A prosecutor has ordered the arrest of five soldiers for allegedly killing two merchants in northern Colombia and reporting that the deaths occurred in combat, judicial officials in the Caribbean city of Barranquilla said.
The prosecutor’s move on Wednesday reversed a ruling in favor of the soldiers that had been made by a military court.
The Barranquilla unit of the Attorney General’s Office said the five soldiers originally appeared before a military court in the northern city of Santa Marta, the capital of Magdalena province, but the panel refused to prosecute them in January 2006.

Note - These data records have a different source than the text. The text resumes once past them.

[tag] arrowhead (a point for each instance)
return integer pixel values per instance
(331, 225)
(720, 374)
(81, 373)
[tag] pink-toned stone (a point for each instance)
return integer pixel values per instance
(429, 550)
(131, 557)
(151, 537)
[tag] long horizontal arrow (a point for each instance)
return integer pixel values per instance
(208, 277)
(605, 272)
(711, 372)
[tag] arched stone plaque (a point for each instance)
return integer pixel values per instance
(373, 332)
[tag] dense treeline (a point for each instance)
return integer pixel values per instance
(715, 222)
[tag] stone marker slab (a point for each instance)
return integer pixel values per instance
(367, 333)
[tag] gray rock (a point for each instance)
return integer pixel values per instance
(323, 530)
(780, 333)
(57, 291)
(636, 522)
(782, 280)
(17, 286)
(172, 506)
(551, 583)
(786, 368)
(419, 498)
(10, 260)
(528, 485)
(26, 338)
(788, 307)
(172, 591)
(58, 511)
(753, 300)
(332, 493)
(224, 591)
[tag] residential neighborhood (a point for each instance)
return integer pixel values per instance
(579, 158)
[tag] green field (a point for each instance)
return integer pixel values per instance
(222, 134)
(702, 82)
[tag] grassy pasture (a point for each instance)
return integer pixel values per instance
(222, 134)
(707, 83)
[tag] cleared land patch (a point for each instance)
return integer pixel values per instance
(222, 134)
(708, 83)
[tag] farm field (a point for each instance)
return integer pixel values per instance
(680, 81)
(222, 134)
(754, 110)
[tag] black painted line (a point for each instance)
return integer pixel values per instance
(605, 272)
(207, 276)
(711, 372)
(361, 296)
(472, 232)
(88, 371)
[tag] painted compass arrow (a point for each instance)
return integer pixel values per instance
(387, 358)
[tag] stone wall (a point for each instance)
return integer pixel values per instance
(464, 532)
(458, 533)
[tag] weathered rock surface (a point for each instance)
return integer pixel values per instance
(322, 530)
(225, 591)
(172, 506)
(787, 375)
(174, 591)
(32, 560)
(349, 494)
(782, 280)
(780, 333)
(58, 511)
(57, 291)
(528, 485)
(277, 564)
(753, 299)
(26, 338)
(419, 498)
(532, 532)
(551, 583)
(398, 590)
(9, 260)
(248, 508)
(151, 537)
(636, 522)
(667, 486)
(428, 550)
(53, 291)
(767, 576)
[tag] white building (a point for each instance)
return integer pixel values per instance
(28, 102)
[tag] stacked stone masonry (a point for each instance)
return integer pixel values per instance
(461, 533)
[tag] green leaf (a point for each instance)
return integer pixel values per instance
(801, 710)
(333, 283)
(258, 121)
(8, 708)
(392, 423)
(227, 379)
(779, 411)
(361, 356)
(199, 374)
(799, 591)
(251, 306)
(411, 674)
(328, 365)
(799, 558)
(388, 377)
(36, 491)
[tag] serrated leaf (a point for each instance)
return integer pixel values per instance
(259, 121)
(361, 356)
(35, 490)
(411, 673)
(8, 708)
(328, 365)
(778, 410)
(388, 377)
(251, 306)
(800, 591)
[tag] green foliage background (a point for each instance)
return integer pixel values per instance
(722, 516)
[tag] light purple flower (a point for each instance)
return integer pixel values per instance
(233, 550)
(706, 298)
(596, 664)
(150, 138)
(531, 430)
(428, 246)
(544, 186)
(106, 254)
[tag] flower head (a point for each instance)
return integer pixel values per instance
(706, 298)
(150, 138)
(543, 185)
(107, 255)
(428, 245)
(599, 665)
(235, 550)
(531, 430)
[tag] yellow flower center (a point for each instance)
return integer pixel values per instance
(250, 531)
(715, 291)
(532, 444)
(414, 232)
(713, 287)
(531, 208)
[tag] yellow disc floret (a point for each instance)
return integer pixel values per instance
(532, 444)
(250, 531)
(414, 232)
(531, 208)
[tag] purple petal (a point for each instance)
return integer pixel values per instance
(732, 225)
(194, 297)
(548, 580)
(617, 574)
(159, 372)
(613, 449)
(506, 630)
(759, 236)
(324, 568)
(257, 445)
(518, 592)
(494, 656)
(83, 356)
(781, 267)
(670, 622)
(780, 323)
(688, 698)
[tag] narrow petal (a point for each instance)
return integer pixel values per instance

The suspects are a sergeant and four enlisted men from a battalion based in Magdalena, where they reported that two Revolutionary Armed Forces of Colombia, or FARC, guerrillas had been killed on July 28, 2001.
The soldiers said they killed the two men as they were “planting an explosive charge on a railway line owned by (mining company) Drummond.”
“The autopsies showed that the shots were not fired from a long distance, as the now subjects (of the arrest warrant) said, but were fired at point-blank range,” the AG’s office said.
Investigators found that the soldiers gave contradictory statements and determined that “the victims were merchants and owners of an investment company that provided loans,” the AG’s office said.
Extrajudicial executions of civilians by soldiers or police, who then report the victims as rebels killed in combat, are known in Colombia as “false positives.”
The phenomenon of extrajudicial executions came to light about three months ago with the discovery of mass graves at a cemetery in northeastern Colombia that held the remains of 20 people who had been reported by the military as “killed in combat.”
The remains were those of young people from Soacha who disappeared after receiving job offers. The case led to the uncovering of many similar incidents in other parts of the country.